Sclerotherapy is a technique for damaging a vein by injecting it with a chemical.  Most commonly used agents act directly on the inner layer of the vein, the endothelium.  After damaging the endothelium, a thrombus forms, leading to closure of the vein.  The vein then scars over the next 2-3 months.
The detergent agents sodium tetradecyl sulfate (Sotradecol) and polidocanol (Asclera) are the most popular because of their power, safety, and ability to be converted to a foam, when mixed with air or carbon dioxide gas.  With increasing vein size, larger doses and higher concentrations of sclerosant are required.  Because a liquid sclerosant becomes diluted and neutralized by proteins in the blood, it becomes ineffective after traveling a short distance, especially in larger veins.  Foam sclerosants are more effective in larger veins because they displace the blood, allowing longer contact time with the endothelium.  The interface between the gas bubbles and liquid droplets demonstrate a higher effective concentration and power of a foam sclerosant.  Finally, the gas bubbles are visible with ultrasound, enabling one to confirm that sclerosant is being delivered to the inside of the vein and to follow it as it moves through the vein.

Hypertonic saline solutions are rarely used today because they are associated with a higher incidence of deep venous thrombosis and pulmonary embolism.  They too often produce skin ulcerations and they are more painful than the detergent agents.
Liquid sclerosants are injected into spider veins and feeding reticular veins, although larger reticular veins occasionally require the use of foam.  The liquid sclerosants can be mixed in a lidocaine solution, and injected using a very small 32-gauge needle, making the treatments more comfortable.  Compression following a sclerotherapy treatment facilitates clearance of blood and sclerosant from a vessel and reduces staining of the skin.  Compression stockings are worn continuously for 3 days and, if tolerated, the patient is encouraged to wear them during the day for up to an additional week.

Responsiveness to treatment varies.  We project a 50% improvement with one treatment, but better results are common.  Approximately 80% of our patients are satisfied with the results of a single treatment to a given area.  An occasional poor response to treatment necessitates searching for unsuspected sources of reflux, such as incompetent perforating veins and unrecognized or unsuccessfully treated reticular veins.  All patients return in one month for evaluation of results and drainage of “trapped” blood that has backed up into reticular veins.  At one month, the clotted blood has liquefied and can be drained through small needle holes.  Only 10% of our patients require drainage of trapped blood.

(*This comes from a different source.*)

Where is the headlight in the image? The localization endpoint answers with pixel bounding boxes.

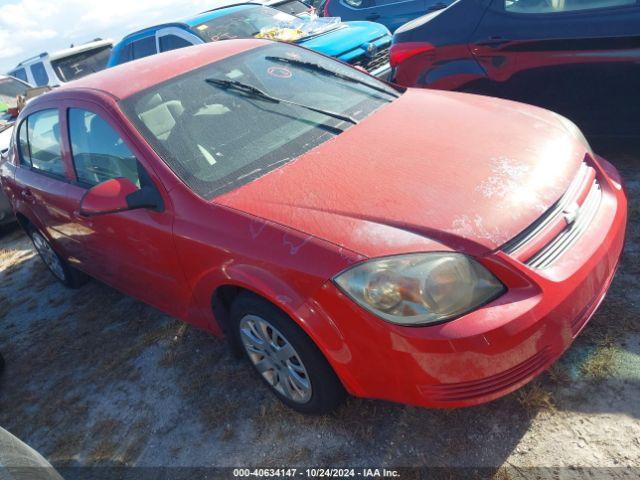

However, failure to evacuate trapped blood can lead to permanent staining of the skin. At one month, it is possible to retreat an area of spider and reticular veins.

Ultrasound-guided Sclerotherapy

Preparation of foam

Appearance of foam under ultrasound

Adverse results associated with liquid sclerotherapy include skin reactions at the injection sites, “telangiectatic matting” (the appearance of new clusters of fine spider veins), and skin pigmentation/staining.  Skin ulcers are rarely seen with the detergent sclerosant used at the proper concentrations.  Allergic reactions with sodium tetradecyl sulfate occur in about 0.3% of patients.
Foam sclerosants are used to treat larger veins, incompetent perforating veins, and dilated veins deep to a skin ulceration.  Patients with a history of migraine headaches with aura are suspected of having a heart defect called a patent foramen ovale (PFO) with a right to left shunt.  This defect is present in approximately 30% of the population.  Detection involves injecting a small quantity of air into a peripheral vein and following the course of the bubbles with ultrasound.  If they pass from the right atrium of the heart into the left atrium, they will then travel to the head and body.  When the bubbles reach the cerebral circulation, they can trigger a migraine.  There are also a few reports of strokes following foam sclerotherapy.  We, therefore, avoid the use of foam in patients with migraine headaches, unless there are no other good options.  In that case, we have the patient formally studied for PFO by a cardiologist.  If PFO is ruled out, it is safe to use foam.  In over 15 years of using foam sclerosants, we have triggered a migraine in only one patient.
Recently introduced commercially produced “microfoam” called Varithena® is approved for treatment of superficial veins and it is claimed to be safer for treating larger veins.  It utilizes a gas mixture of carbon dioxide and oxygen, with no “low soluble” nitrogen.  The liquid component is polidocanol.  Microfoam overcomes some of the shortcomings of foam prepared at the time of use, producing a safer and more stable alternative, especially when using larger volumes.